The new phase widens the therapeutic lens to patients known as compound heterozygotes, people who carry the HBBIVSI-110 mutation alongside a different HBB mutation. Globally, compound heterozygotes are more than three times as common as those homozygous for HBBIVSI-110, making this step crucial for clinical impact, especially in countries such as Greece and Egypt, where the mutation’s frequency exceeds 19%. Base editing, often described as a molecular “pencil and eraser,” precisely changes a single DNA letter without cutting the double helix, a design that promises greater safety than earlier gene-editing methods.
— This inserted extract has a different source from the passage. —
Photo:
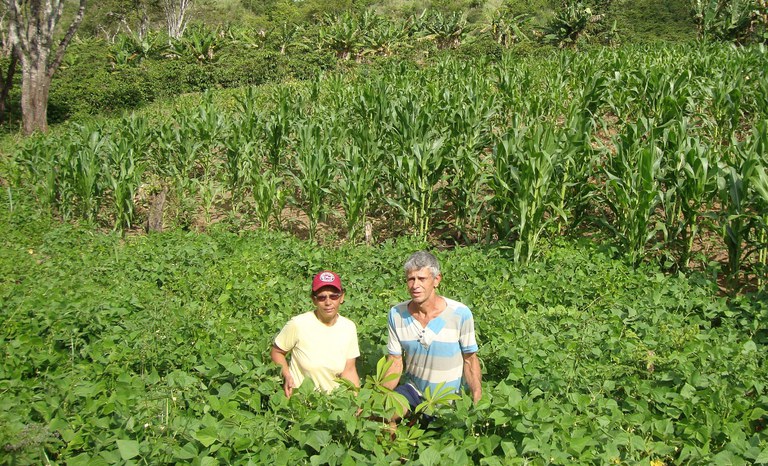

A second pillar of BETA-BET is the creation of an engineered virus-like particle (eVLP) delivery platform. These eVLPs are being designed to ferry the base-editing machinery directly to blood-forming stem cells. If successful, this approach would lay the groundwork for in-vivo treatment, a future outpatient injection, potentially avoiding today’s complex and costly “remove-edit-return” cell-therapy process.
“The BETA-BET programme is a crucial step toward a potential cure for the majority of people living with thalassemia,” CING said in its announcement. “By expanding the therapy’s reach and pioneering new delivery methods, this research brings a personalised, one-time treatment closer to reality.”
The project officially began on 1 June 2025 under the coordination of Dr Petros Patsali, Associate Scientist at MGTD, working with Dr Carsten W. Lederer (Head of Department), Dr Nikoletta Papaioannou (Postdoctoral Researcher) and Dr Panayiota Papasavva (Hematologist, Clinician-Researcher). The consortium spans Cyprus and Europe, including Dr Soteroula Christou (State Health Services Organisation’s Thalassaemia Clinic, Cyprus), Prof. Dr Toni Cathomen (University Medical Center Freiburg, Germany), Dr Annarita Miccio (Imagine Institute of Genetic Diseases, France) and Dr Maria N. Dimopoulou (Laiko General Hospital, Athens).